A free textbook on the statistics that engineers actually need. Continuously written and refined in industry-facing classrooms since 2010.
The book is free to read online and free to download. You do not need this repository to read it:
- Read online: https://learnche.org/pid
- Download the PDF: PID.pdf
This repository holds the book's source. It is here for people who want to report a problem, contribute a correction, or build the book themselves. See Contributing below.
There is no other free, coherent text that covers what engineers and scientists actually do with process data (visualization, regression, designed experiments, process monitoring, and multivariate / latent-variable methods) in one volume.
Most textbooks pick one of those topics and go deep. Practitioners need all of them, and need to see how they fit together, because real industrial problems don't respect chapter boundaries.
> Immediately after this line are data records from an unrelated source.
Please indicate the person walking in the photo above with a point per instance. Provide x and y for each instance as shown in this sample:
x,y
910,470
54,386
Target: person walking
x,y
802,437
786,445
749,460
Process Improvement using Data was written to fill that gap, and has been continuously refined in industry-facing classrooms and in industrial practice since 2010.
It is suitable for upper-undergraduate or introductory-graduate courses, and for self-study by working engineers and data scientists with a basic statistics background.
| Chapter | Topic and what you'll take away |
|---|---|
| 1 | Data visualization: how to look at data before you model it. |
| 2 | Univariate review: probability, distributions, confidence intervals, and hypothesis tests, refreshed with engineering examples. |
| 3 | Process monitoring: Shewhart, CUSUM, and EWMA charts: the toolbox that catches problems before they leave the plant. |
| 4 | Least-squares modelling: linear and multiple regression, from first principles through honest diagnostics. |
| 5 | Design and analysis of experiments: factorial, fractional factorial, and response-surface designs; learning the most from the fewest runs. |
| 6 | Latent variable modelling: PCA, PLS, and batch data analysis: turning high-dimensional process data into actionable insight. |
| 7 | Product development and product improvement: combining DOE and latent variable methods to develop new products and improve existing ones. |
Every method in this book has a worked, production-grade implementation in the
open-source Python package
process-improve. It provides PCA
and PLS with proper outlier diagnostics and prediction intervals, control
charts, designed experiments, and batch process monitoring. Install it with
pip install process-improve and run the exercises in any Jupyter notebook.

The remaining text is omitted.